According to some in the industry, this new housing paradigm could also be a substantial economic engine in itself, fueling the Islands’ construction industry for decades. “I see 30 years’ worth of work in Hawaii. I look around and see so many different things that need to be done,” says Cecil Phillips, president and CEO of Place Properties, an Atlanta-based, institutional housing developer and manager, with 2004 gross revenues of $50 million. Phillips, who is actively pursuing projects in the Islands, says, “In 1964, when the last building boom began, Social Security was rock solid, Medicare and Medicaid weren’t invented yet, gasoline was 18 cents a gallon and you could get a 30-year mortgage for 2 percent. So you have to find new ways to build. This is a burden for governments, but it’s also an opportunity for business. We have to educate the public sector on how you attract private capital and how to borrow to build.”

But for many Island developers and construction professionals, the construction of affordable, work force housing has less to do with taking advantage of a business opportunity than it has to do with preserving a way of life.

“Our fundamental thing is that if people who are critical to servicing the community can’t live in the community, then you don’t have a community,” says Blanco. “Hawaii is a very special place for us. If the rich live in one area and the poor in another far, far away, that isn’t Hawaii anymore.”

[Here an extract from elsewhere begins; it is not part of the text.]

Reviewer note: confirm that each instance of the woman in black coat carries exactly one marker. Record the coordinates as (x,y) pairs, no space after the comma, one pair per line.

“I’m in construction, so I love all the work. I don’t have any problem with the luxury stuff we’ve been doing now. It’s work, and we welcome it,” adds James Yamada Jr., chief executive officer and president of A-1 A-Lectrician Inc., one of the construction partners at Waikoloa Vistas. Yamada, incidentally, is also building an extension to his Oahu home for his son to live in. He says, “But projects like this [Waikoloa Vistas] have lasting, true value to the community. This is something to get excited about. It’s real and will have a real benefit. We all know how tough it is now, we all have families.”